Other key suggestions for improving the framework statement
Along with the two suggestions we mentioned in Part 6 of this series, Narayana Kocherlakota also dropped in two additional suggestions for improving the FOMC framework statement:
- The FOMC should consider articulating a benchmark two-year time horizon for returning inflation to the 2% goal, as monetary policy is generally thought to affect inflation with about a two-year lag. This move would lead the FOMC to pursue its inflation target with even more alacrity.
- The FOMC should consider targeting the price level, as opposed to the inflation rate, as a goal. Kocherlakota rests his case on the fact that the benefits of price level targeting outweigh those of inflation targeting.
Price level targeting versus inflation level targeting
In the present-day U.S., the economy has been hit by a large negative shock to aggregate demand, and nominal interest rates have been zero lower bound in an attempt to stimulate the economy back to full capacity.
Under inflation targeting, inflation expectations remain anchored at 2%—or even lower for households and firms that understand the importance of monetary policy. This raises the real interest rate (nominal interest rate minus inflation expectations), pushing aggregate demand even further town.

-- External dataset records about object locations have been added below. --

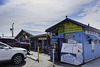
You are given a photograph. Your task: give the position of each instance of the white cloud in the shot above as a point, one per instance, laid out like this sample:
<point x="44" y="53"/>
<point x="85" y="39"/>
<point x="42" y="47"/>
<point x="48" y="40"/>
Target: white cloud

On the other hand, in a price targeting scenario, after the demand shock has hit and inflation is below 2%, a credible price level target would create the expectation of future inflation of more than 2%. In turn, this expectation would lower real interest rates today and provide necessary stimulus to aggregate demand and upward pressure on prices.
The Fed’s communication has evolved
Over the hundred years of its existence, the Federal Reserve has evolved greatly with respect to its public communications. Fed Chair Janet Yellen remarked at the recent FOMC meeting held on September 16–17, “I think the committee would like to feel that it has successfully begun the normalization process and that we are successfully communicating with markets about how that process will be playing out over time.”
The monetary policy decisions made at these FOMC meetings affect fixed income (TLT) and stock (SPY) markets. Fixed income markets include Treasuries (IEF), high-yield (HYG)(JNK) and investment-grade debt, and mortgage-backed securities.